In [10]:
import torch
import torch.nn as nn
from torch.distributions.categorical import Categorical
from torch.optim import Adam
import numpy as np
import gym
from gym.spaces import Discrete, Box
from collections import OrderedDict

In [19]:
# Hyperparameter
hidden_size=32
lr=1e-2
epochs=2
batch_size=5000
render=True
use_cuda=False

output_path_model='./models'
save_epochs = 10

In [20]:
device = torch.device("cuda" if (use_cuda and torch.cuda.is_available()) else "cpu")

In [21]:
# Environment
env = gym.make('CartPole-v0')
obs_dim = env.observation_space.shape[0]
n_acts = env.action_space.n

In [23]:
# Init action network
actor = Actor(obs_dim,hidden_size,n_acts).to(device)

# make optimizer
optimizer = Adam(actor.logits_net.parameters(), lr=lr)

In [24]:
# make loss function whose gradient, for the right data, is policy gradient
def compute_loss(obs, act, weights):
    logp = actor._log_prob_from_distribution(obs,act)
    return -(logp * weights).mean()

In [25]:
# One epoch training 
def train_one_epoch():
    # make some empty lists for logging.
    batch_obs = []          # for observations
    batch_acts = []         # for actions
    batch_weights = []      # for R(tau) weighting in policy gradient
    batch_rets = []         # for measuring episode returns
    batch_lens = []         # for measuring episode lengths

    # reset episode-specific variables
    obs = env.reset()       # first obs comes from starting distribution
    done = False            # signal from environment that episode is over
    ep_rews = []            # list for rewards accrued throughout ep

    # render first episode of each epoch
    finished_rendering_this_epoch = False

    # collect experience by acting in the environment with current policy
    while True:
        # rendering
        if (not finished_rendering_this_epoch) and render:
            env.render()

        # save obs
        batch_obs.append(obs.copy())

        # act in the environment
        obs_cuda= torch.as_tensor(obs, dtype=torch.float32,device=device)
        act = actor.step(obs_cuda)
        # Step then get state, reward and if done
        obs, rew, done, _ = env.step(act)
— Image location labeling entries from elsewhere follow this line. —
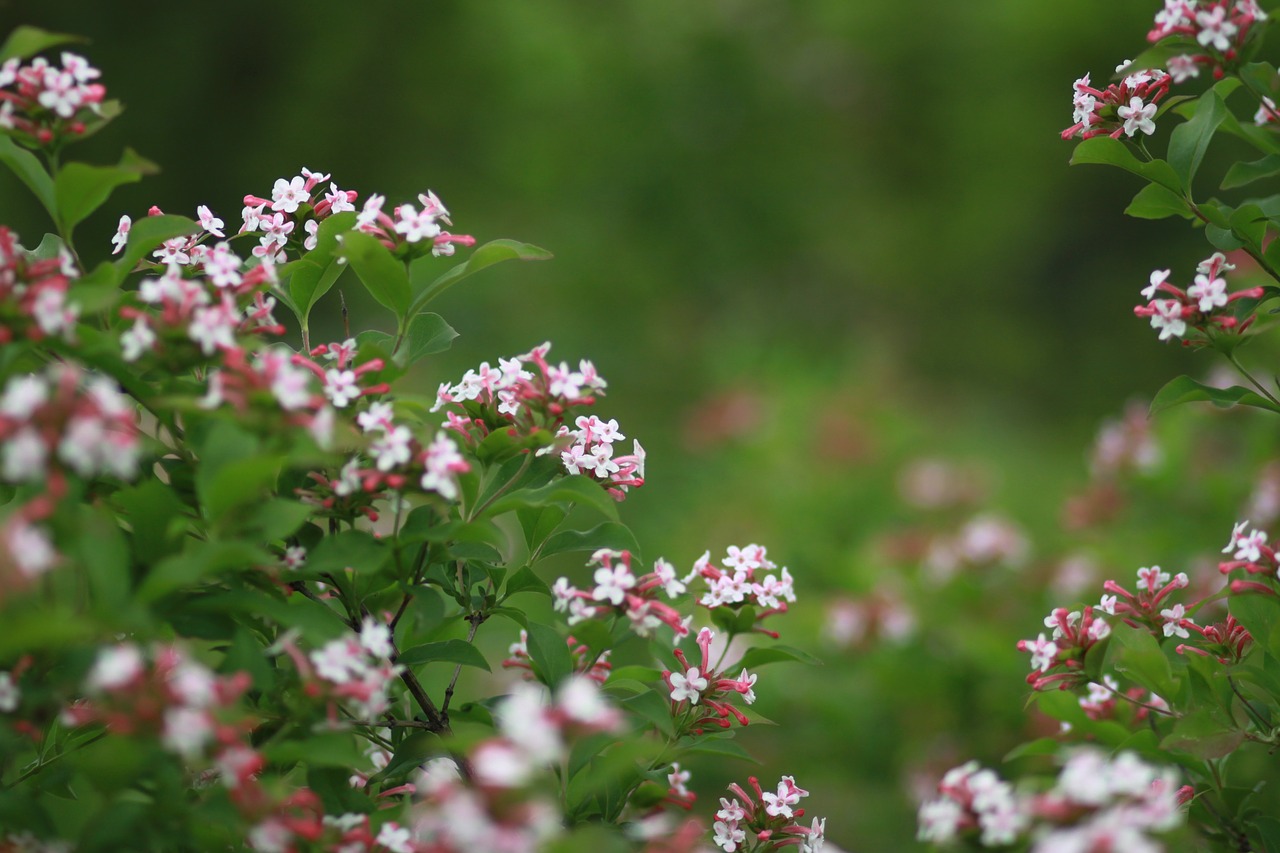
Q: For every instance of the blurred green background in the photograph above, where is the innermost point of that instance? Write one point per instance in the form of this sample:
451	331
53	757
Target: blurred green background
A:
805	242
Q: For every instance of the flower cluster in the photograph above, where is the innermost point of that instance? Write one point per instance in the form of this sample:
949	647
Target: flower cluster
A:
1120	109
1098	802
1074	635
1217	27
356	667
529	395
45	104
972	798
293	200
408	228
1200	306
699	694
1144	606
768	821
169	696
618	591
503	808
192	319
743	580
33	301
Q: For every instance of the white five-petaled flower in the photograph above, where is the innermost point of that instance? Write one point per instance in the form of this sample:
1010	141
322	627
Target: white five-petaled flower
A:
1138	117
688	687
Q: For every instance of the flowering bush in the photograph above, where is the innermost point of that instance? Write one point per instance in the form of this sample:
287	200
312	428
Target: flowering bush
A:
243	575
1169	678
        # save action, reward
        batch_acts.append(act.item())
        ep_rews.append(rew)

        if done:
            # if episode is over, record info about episode
            ep_ret, ep_len = sum(ep_rews), len(ep_rews)
            batch_rets.append(ep_ret)
            batch_lens.append(ep_len)

            # the weight for each logprob(a|s) == R(episode)
            batch_weights += [ep_ret] * ep_len

            # reset episode-specific variables
            obs, done, ep_rews = env.reset(), False, []

            # won't render again this epoch
            finished_rendering_this_epoch = True

            # end experience loop if we have enough of it
            if len(batch_obs) > batch_size:
                break
        env.close()

    # take a single policy gradient update step
    optimizer.zero_grad()
    batch_obs = torch.as_tensor(batch_obs, dtype=torch.float32,device =device)
    batch_acts = torch.as_tensor(batch_acts, dtype=torch.float32,device=device)
    weights = torch.as_tensor(batch_weights, dtype=torch.float32,device =device)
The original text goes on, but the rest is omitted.